Which basically means that I'm finally happy with my Nokia 6310i, a phone which steadfastly refused to connect with my previous palmtop, my trusty Psion 5MX.

So what can I tell you? Tons really. I'll start with the food. Not great. Just a few arbitrary things in Jacqui's fridge. Such as a Tupperware container filled with long green tendrils attached to the remnants of some extra-mature cheddar. And some Primi Piatti gnocchi from a few nights ago.

Babe count is great, cos even though Jacqui's been nailed by the flu, she looks lovely lying there in her sweatsoaked white nightie.

As for the service, it HAS to be great. After all, I'm the one doing the serving! And I'm the model of a caring boyfriend. I've told her that if she's too enfeebled by the flu to call loudly enough for me to hear, she must phone me on my cell.

On the work front, I'm mightily happy to report that I'm finally leaving SABC3, after three very productive years. I've made about 900 promos, learned to edit on the Avid (I've been editing all of my promos for the last year), and logged hundreds of hours of audio post-production and sound design. I've also helped make several dubious shows into stars. Like BUDDY FARO. But that's another story.

Right now, I'm looking forward to an easy and slow start to the year. I kinda feel the need for a bit of relaxation before blasting into the bunch of things lined up. One of these might involve me running a screenwriting workshop in Nairobi. Another might see me creating educational television for Ethiopean schoolkids.

One thing I'll definitely be doing more of in 2004 is voice-over work. My showreel is ready, and I'm just waiting for a custom gimmick to arrive from an American online gadget shop and I'll be ready to carpet bomb the ad industry. Keep your ears peeled. You'll be hearing my voice a lot in the future.
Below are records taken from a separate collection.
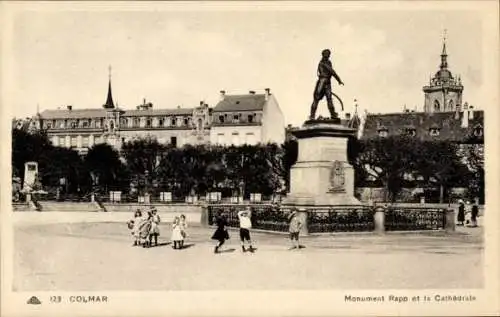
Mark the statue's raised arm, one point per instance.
(324, 85)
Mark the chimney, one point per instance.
(471, 112)
(457, 111)
(465, 117)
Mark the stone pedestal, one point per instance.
(322, 176)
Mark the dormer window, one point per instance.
(478, 131)
(434, 131)
(383, 132)
(411, 131)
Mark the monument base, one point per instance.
(322, 176)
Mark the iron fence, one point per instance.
(399, 218)
(264, 216)
(341, 219)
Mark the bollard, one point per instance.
(449, 225)
(204, 216)
(302, 215)
(379, 219)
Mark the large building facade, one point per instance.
(236, 120)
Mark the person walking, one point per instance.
(183, 226)
(474, 214)
(177, 237)
(155, 226)
(134, 225)
(220, 234)
(294, 229)
(461, 213)
(244, 217)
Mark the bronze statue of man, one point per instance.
(324, 86)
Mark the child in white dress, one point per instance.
(134, 227)
(155, 227)
(183, 225)
(177, 237)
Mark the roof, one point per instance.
(250, 102)
(449, 127)
(158, 112)
(73, 114)
(101, 113)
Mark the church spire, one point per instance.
(444, 55)
(109, 100)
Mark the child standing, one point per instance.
(220, 233)
(177, 237)
(295, 226)
(134, 226)
(183, 225)
(245, 224)
(155, 226)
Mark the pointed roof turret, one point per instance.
(109, 100)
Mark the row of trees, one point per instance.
(145, 165)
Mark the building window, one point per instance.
(383, 133)
(411, 132)
(235, 138)
(249, 138)
(85, 141)
(478, 131)
(220, 138)
(436, 105)
(434, 131)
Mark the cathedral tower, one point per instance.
(444, 92)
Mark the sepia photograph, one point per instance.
(230, 147)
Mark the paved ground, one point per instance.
(99, 256)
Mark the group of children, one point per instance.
(244, 216)
(145, 228)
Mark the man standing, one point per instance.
(324, 86)
(245, 225)
(294, 229)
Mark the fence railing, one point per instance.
(399, 218)
(338, 218)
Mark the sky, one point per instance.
(175, 57)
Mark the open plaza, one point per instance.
(94, 252)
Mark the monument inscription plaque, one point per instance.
(337, 178)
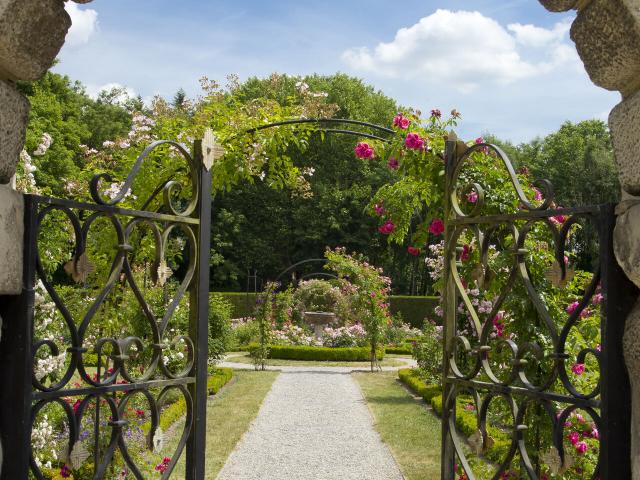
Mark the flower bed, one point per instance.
(402, 349)
(347, 354)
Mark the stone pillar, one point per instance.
(607, 37)
(32, 33)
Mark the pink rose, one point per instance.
(401, 121)
(466, 251)
(572, 307)
(538, 195)
(574, 437)
(364, 150)
(581, 448)
(436, 227)
(387, 227)
(414, 141)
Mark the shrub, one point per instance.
(411, 378)
(402, 349)
(413, 309)
(428, 353)
(318, 296)
(350, 354)
(218, 378)
(466, 421)
(245, 333)
(220, 333)
(398, 331)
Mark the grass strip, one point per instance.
(411, 431)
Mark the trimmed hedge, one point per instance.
(410, 377)
(466, 421)
(218, 379)
(350, 354)
(413, 308)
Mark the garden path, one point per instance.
(314, 425)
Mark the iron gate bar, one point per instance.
(613, 420)
(21, 404)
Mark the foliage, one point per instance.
(413, 309)
(346, 354)
(319, 296)
(412, 209)
(220, 334)
(263, 318)
(428, 353)
(368, 290)
(412, 378)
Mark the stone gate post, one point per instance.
(607, 37)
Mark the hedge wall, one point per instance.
(413, 309)
(466, 421)
(350, 354)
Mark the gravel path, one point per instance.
(313, 425)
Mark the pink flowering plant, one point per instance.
(369, 300)
(414, 214)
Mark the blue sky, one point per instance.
(507, 65)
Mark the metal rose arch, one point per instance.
(520, 389)
(137, 363)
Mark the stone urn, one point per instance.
(319, 321)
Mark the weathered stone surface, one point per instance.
(31, 35)
(11, 241)
(607, 36)
(558, 5)
(14, 113)
(624, 123)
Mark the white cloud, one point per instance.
(84, 23)
(126, 92)
(465, 49)
(532, 36)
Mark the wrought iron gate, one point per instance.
(134, 365)
(532, 417)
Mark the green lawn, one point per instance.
(243, 357)
(228, 416)
(406, 426)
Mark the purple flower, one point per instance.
(401, 121)
(364, 150)
(387, 227)
(414, 141)
(572, 307)
(581, 448)
(436, 227)
(574, 437)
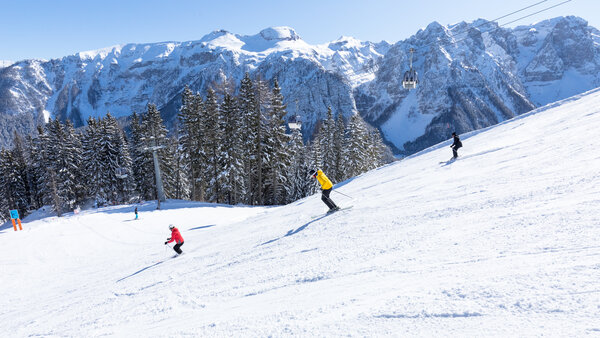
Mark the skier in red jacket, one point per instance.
(175, 236)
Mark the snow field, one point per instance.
(502, 242)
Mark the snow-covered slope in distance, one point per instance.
(501, 242)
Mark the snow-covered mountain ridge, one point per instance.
(430, 248)
(472, 75)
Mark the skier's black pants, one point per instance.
(177, 248)
(325, 198)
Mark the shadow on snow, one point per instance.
(295, 231)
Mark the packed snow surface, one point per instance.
(505, 241)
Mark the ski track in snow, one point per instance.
(502, 242)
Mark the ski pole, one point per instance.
(341, 193)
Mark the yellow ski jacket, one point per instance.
(323, 180)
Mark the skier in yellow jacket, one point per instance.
(326, 187)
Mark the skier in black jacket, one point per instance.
(457, 144)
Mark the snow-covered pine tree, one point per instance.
(22, 162)
(13, 194)
(64, 152)
(356, 142)
(190, 140)
(92, 163)
(117, 163)
(339, 151)
(277, 160)
(142, 165)
(234, 186)
(181, 171)
(249, 112)
(154, 135)
(327, 145)
(297, 174)
(212, 144)
(39, 167)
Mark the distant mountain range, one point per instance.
(472, 75)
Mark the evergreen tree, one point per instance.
(299, 184)
(339, 151)
(327, 145)
(356, 144)
(92, 162)
(12, 184)
(142, 162)
(250, 136)
(154, 137)
(213, 144)
(233, 165)
(190, 140)
(276, 149)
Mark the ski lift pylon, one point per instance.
(410, 79)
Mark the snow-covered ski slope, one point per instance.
(505, 241)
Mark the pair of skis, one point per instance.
(330, 212)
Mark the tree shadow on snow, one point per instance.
(202, 227)
(144, 269)
(294, 231)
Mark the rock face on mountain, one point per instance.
(476, 75)
(471, 75)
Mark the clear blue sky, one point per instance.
(45, 29)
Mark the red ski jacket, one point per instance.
(175, 236)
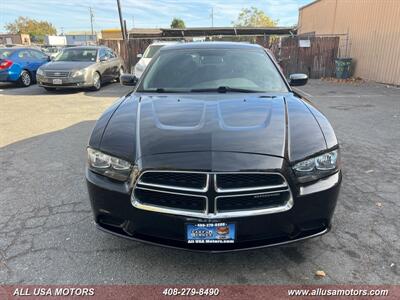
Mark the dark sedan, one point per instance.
(213, 151)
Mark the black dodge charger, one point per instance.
(213, 151)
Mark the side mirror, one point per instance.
(128, 79)
(298, 79)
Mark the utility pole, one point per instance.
(212, 16)
(91, 19)
(120, 21)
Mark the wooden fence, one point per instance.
(128, 50)
(317, 60)
(316, 57)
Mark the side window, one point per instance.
(24, 54)
(110, 54)
(102, 53)
(38, 55)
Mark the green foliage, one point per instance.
(36, 29)
(178, 23)
(254, 17)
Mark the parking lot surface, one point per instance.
(47, 234)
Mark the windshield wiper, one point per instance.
(161, 90)
(224, 89)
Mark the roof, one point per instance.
(211, 45)
(80, 33)
(309, 4)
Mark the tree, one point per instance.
(36, 29)
(254, 17)
(178, 23)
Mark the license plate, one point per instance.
(57, 81)
(210, 233)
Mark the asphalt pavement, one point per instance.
(47, 235)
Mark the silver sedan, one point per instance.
(80, 67)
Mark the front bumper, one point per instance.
(67, 82)
(310, 216)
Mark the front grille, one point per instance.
(181, 180)
(256, 201)
(248, 181)
(170, 200)
(57, 74)
(212, 195)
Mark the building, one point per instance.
(371, 29)
(81, 38)
(14, 39)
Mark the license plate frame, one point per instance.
(57, 81)
(211, 233)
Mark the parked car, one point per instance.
(80, 67)
(213, 151)
(145, 58)
(20, 64)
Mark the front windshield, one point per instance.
(4, 53)
(151, 50)
(77, 55)
(196, 70)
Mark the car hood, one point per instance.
(146, 125)
(67, 65)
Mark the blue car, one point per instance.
(19, 65)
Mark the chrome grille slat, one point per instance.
(279, 189)
(57, 74)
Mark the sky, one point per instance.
(73, 15)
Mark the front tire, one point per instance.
(96, 82)
(120, 72)
(25, 79)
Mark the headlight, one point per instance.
(139, 68)
(317, 167)
(108, 165)
(78, 73)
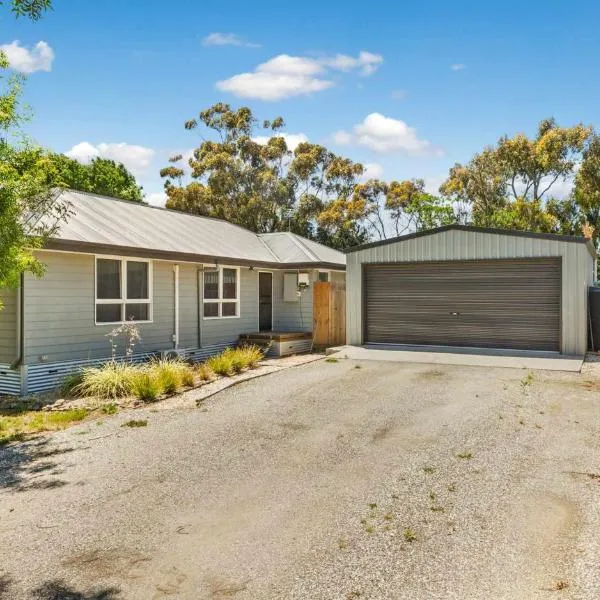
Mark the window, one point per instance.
(123, 290)
(221, 293)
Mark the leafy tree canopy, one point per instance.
(246, 177)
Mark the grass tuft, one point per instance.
(111, 380)
(135, 423)
(409, 535)
(17, 427)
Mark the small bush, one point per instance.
(221, 364)
(251, 354)
(205, 372)
(111, 380)
(135, 423)
(172, 374)
(147, 386)
(70, 383)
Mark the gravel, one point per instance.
(329, 480)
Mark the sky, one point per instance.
(406, 88)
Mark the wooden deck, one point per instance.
(277, 336)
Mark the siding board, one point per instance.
(8, 326)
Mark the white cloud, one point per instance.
(156, 198)
(135, 158)
(366, 62)
(372, 171)
(227, 39)
(284, 64)
(399, 94)
(38, 58)
(271, 87)
(291, 139)
(285, 76)
(342, 138)
(385, 135)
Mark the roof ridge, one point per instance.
(259, 236)
(162, 208)
(302, 246)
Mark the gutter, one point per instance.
(20, 326)
(109, 249)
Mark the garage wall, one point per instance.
(578, 268)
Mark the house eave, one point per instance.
(109, 249)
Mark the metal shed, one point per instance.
(471, 287)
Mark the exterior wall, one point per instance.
(578, 268)
(8, 326)
(59, 311)
(217, 331)
(292, 316)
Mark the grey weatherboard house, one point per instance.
(471, 287)
(191, 283)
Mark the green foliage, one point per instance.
(111, 380)
(171, 375)
(507, 185)
(251, 355)
(100, 176)
(16, 427)
(70, 382)
(233, 360)
(266, 187)
(135, 423)
(146, 385)
(221, 364)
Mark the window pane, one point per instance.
(229, 309)
(211, 285)
(229, 284)
(137, 312)
(137, 280)
(211, 309)
(108, 279)
(108, 313)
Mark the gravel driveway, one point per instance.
(327, 481)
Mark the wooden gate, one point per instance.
(329, 314)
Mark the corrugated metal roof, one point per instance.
(511, 232)
(102, 221)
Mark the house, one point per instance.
(473, 287)
(190, 283)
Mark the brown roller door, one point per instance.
(485, 303)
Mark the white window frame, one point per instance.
(124, 300)
(220, 300)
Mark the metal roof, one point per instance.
(103, 224)
(545, 236)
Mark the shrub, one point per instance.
(236, 358)
(221, 364)
(252, 355)
(205, 372)
(147, 385)
(70, 383)
(111, 380)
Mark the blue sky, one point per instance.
(436, 80)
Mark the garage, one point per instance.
(462, 286)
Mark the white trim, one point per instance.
(123, 300)
(220, 300)
(272, 298)
(176, 334)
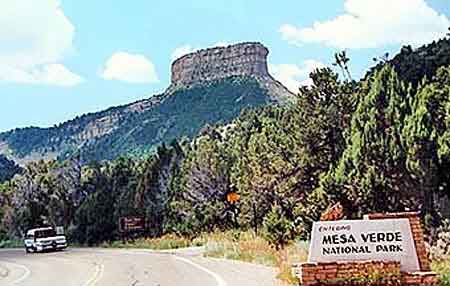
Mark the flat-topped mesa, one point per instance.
(244, 59)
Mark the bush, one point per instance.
(278, 229)
(441, 249)
(443, 269)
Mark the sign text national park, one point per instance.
(354, 240)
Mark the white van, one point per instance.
(39, 239)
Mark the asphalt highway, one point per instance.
(117, 267)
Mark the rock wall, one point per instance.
(244, 59)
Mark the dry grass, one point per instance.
(245, 246)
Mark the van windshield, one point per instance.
(45, 233)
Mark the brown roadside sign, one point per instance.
(127, 224)
(233, 197)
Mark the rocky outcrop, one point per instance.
(236, 76)
(243, 59)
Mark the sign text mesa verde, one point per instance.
(353, 240)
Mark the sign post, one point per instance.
(361, 240)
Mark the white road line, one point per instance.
(99, 268)
(220, 281)
(26, 272)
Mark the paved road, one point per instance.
(114, 267)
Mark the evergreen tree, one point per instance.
(425, 136)
(372, 175)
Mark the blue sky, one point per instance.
(59, 59)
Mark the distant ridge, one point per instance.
(207, 87)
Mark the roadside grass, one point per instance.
(442, 267)
(246, 246)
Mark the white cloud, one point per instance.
(187, 49)
(51, 74)
(35, 37)
(373, 23)
(293, 76)
(132, 68)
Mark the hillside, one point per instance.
(207, 87)
(413, 65)
(138, 127)
(7, 169)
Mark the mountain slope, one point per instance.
(138, 127)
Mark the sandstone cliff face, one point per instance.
(243, 59)
(153, 120)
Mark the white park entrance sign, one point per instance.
(356, 240)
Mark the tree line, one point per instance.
(375, 145)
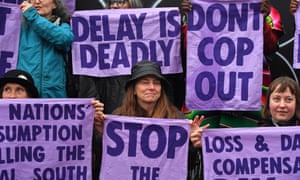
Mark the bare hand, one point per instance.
(196, 131)
(265, 7)
(25, 5)
(99, 116)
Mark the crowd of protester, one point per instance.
(46, 39)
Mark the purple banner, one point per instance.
(70, 4)
(271, 153)
(296, 63)
(110, 42)
(46, 138)
(10, 23)
(144, 148)
(224, 55)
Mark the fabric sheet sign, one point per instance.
(225, 55)
(144, 148)
(45, 139)
(110, 42)
(265, 153)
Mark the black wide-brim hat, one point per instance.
(20, 77)
(144, 68)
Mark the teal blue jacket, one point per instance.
(42, 51)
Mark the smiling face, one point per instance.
(282, 105)
(14, 90)
(148, 90)
(44, 7)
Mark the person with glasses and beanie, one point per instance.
(17, 84)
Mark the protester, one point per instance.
(45, 39)
(293, 6)
(17, 84)
(147, 96)
(20, 84)
(272, 31)
(282, 106)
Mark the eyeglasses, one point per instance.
(118, 2)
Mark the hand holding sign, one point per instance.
(196, 131)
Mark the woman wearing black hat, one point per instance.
(17, 84)
(147, 94)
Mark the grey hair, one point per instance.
(132, 4)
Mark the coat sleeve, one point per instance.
(60, 36)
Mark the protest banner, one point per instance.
(296, 63)
(264, 153)
(10, 24)
(110, 42)
(224, 55)
(45, 139)
(144, 148)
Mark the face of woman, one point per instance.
(13, 90)
(148, 89)
(44, 7)
(282, 105)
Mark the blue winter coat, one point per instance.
(42, 50)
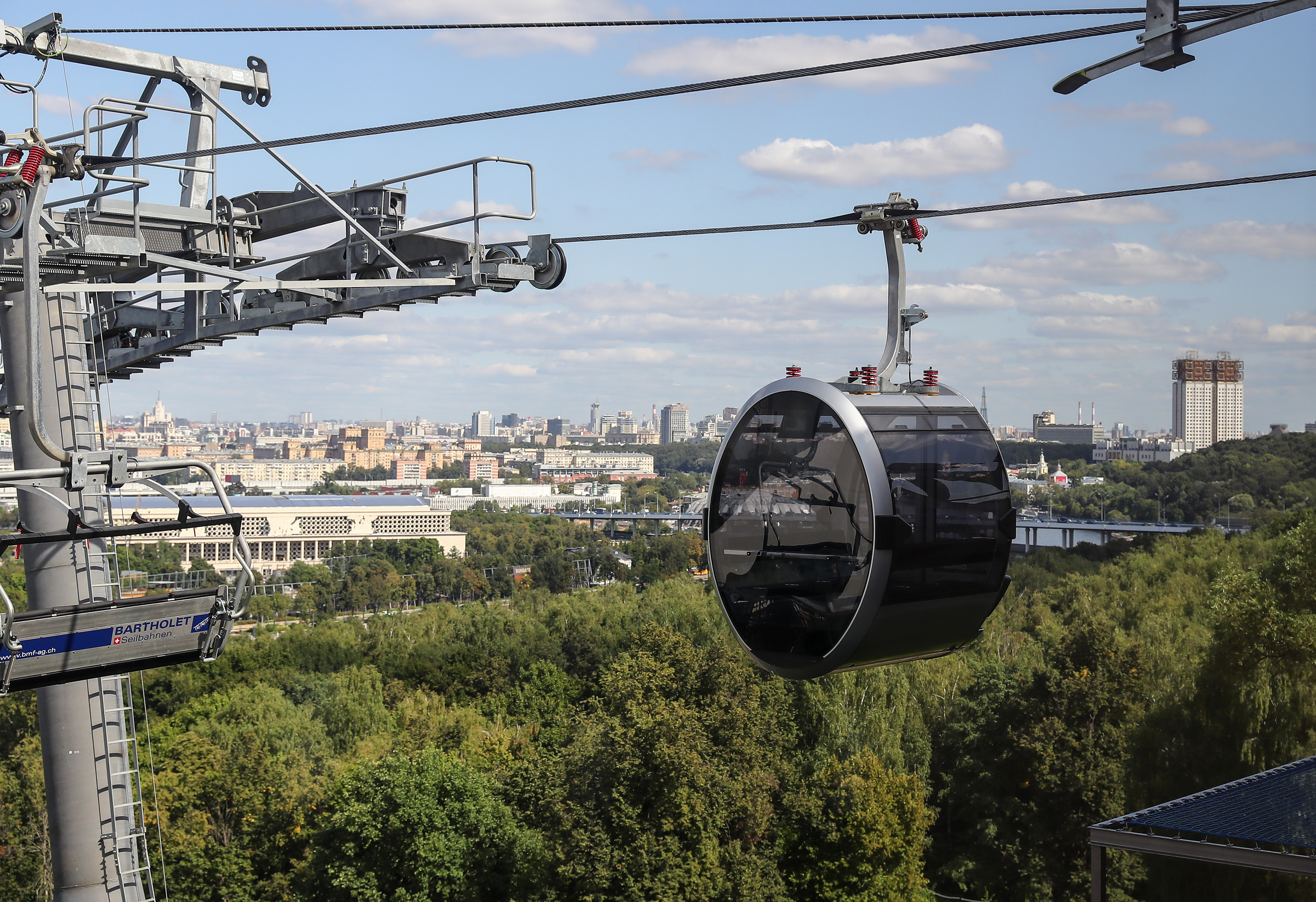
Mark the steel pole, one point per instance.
(74, 742)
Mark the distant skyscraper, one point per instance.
(676, 425)
(1045, 418)
(1206, 402)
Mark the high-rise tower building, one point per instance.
(1206, 399)
(676, 425)
(482, 425)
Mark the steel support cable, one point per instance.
(639, 23)
(935, 214)
(741, 81)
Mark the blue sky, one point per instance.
(1045, 309)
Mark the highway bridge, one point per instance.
(1064, 532)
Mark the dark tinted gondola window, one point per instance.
(952, 488)
(791, 529)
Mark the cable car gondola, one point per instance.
(859, 522)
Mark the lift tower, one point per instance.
(99, 286)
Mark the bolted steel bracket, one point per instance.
(77, 472)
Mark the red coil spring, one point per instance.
(30, 166)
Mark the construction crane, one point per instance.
(101, 285)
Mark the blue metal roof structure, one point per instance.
(198, 502)
(1267, 821)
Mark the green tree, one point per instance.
(1032, 758)
(670, 787)
(420, 829)
(859, 834)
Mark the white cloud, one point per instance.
(1112, 264)
(507, 43)
(962, 151)
(1153, 110)
(724, 59)
(1194, 127)
(611, 356)
(959, 298)
(1239, 151)
(668, 161)
(1088, 327)
(519, 370)
(1101, 212)
(1189, 170)
(1093, 305)
(1265, 240)
(1255, 332)
(61, 106)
And before I log off to go check on my delicious love-bunny downstairs, I'll just mention that my art will be notching up to a new level next year too. I'll be paying quite a lot of attention to getting my stuff into galleries. I haven't got much to show you right now, but that's not for lack of work. My scanner's a bit on the messed side at the moment, and the artworks I'm producing on this iPAQ are in BMP format, and I don't yet have a converter. As soon as I find one, I'll pop them on for you to see my new direction. And it involves colour.

Thanks for sticking with the site and reading my stuff. I wish you an incredibly rich festive season. And a superb 2004. I'll update things more often from now on, so hopefully I'll see you before the end of this year.

Right now, I'm off to go look at Jacqui's clinging wet white nightie. Sigh. Fever can be a wonderful thing.